Neben iPhone, iPad, iPod und den MacBooks verkauft Apple derzeit immer noch den Desktop-Rechner Mac Pro. Er zeichnet sich durch eine enorm starke Rechenleistung, Nachrüstbarkeit und viele Anschlüsse aus, doch er scheint kurz vor dem Ende zu stehen. Immer mehr Blogger entdecken Anzeichen dafür, dass Apple sich von seinem Großrechner demnächst verabschieden könnte.


Geld verdient Apple derzeit vor allem mit Notebooks, Tablets und Smartphones. Die Zielgruppe für den mindestens 2.400 Euro teuren Mac Pro ist dagegen sehr überschaubar, so wirft der Rechner kaum Profit ab.

Blogs wie AppleInsider oder CultofMac weisen zudem darauf hin, dass Apple den Mac Pro schon ungewöhnlich lange nicht mehr mit aktueller Hardware nachgerüstet hat – dies geschah zuletzt 2010. Für die Blogger ein sicheres Zeichen, dass in Cupertino niemand mehr daran glaubt, dass der Rechner noch eine Zukunft hat.

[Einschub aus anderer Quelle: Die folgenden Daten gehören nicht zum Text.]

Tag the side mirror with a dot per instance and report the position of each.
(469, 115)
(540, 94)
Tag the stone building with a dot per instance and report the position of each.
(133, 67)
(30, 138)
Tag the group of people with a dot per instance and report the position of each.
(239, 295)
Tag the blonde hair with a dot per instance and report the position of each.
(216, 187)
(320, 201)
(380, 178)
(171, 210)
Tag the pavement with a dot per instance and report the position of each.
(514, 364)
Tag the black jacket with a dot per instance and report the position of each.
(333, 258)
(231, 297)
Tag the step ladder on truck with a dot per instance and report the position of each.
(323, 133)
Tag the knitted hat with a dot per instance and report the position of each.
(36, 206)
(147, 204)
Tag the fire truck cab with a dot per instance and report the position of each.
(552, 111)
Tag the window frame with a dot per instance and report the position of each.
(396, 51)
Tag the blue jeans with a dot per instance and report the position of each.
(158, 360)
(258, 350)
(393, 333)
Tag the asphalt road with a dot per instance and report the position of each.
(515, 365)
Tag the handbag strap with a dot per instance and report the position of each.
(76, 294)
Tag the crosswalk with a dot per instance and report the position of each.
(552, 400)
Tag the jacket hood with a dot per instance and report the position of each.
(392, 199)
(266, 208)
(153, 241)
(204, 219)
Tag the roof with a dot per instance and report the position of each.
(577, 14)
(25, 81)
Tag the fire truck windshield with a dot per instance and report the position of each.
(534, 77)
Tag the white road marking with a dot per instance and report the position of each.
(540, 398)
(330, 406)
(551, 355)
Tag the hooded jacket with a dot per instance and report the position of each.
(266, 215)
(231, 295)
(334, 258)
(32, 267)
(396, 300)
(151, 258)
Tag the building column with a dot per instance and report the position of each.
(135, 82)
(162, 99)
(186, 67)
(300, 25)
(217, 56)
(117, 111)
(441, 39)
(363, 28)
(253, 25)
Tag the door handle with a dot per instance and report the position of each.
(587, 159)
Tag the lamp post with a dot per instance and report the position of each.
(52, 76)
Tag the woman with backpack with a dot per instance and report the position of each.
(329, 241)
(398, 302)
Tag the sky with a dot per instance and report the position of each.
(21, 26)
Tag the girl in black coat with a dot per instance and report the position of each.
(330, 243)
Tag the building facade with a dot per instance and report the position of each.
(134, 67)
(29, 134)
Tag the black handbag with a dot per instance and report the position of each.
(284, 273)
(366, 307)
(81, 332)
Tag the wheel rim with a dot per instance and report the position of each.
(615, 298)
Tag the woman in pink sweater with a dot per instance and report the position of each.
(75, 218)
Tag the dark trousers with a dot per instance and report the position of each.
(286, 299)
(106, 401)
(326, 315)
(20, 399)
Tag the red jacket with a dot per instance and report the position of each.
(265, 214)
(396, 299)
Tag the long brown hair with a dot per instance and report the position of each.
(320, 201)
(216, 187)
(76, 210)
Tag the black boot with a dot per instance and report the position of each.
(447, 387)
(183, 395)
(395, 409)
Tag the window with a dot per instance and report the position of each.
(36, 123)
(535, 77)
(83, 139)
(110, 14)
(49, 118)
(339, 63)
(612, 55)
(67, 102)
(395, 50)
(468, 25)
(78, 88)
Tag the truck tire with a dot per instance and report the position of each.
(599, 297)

Selbst den meisten Profis, die mit Apple-Produkten Videos bearbeiten oder Grafiken erstellen, dürfte inzwischen die Leistung der besseren MacBook Pro-Modelle und iMacs ausreichen. Mit Thunderbolt hat Apple zudem einen Verbindungsstandard gefunden, der mit einem Stecker fast die gesamte Anschlussvielfalt des Mac Pro bietet.

Die Nachfrage nach Macs mit enormer Rechenkraft könnte Apple auch mit einem entsprechend ausgerüsteten iMac relativ einfach befriedigen. Ein entsprechender iMac Pro wäre trotz kleiner Stückzahlen immer noch profitabler zu produzieren als der aktuelle Mac Pro.

Sollte Apple weiterhin seinen Supercomputer für Büros anbieten oder ist die Zeit gekommen sich von dem Nischenprodukt zu verabschieden?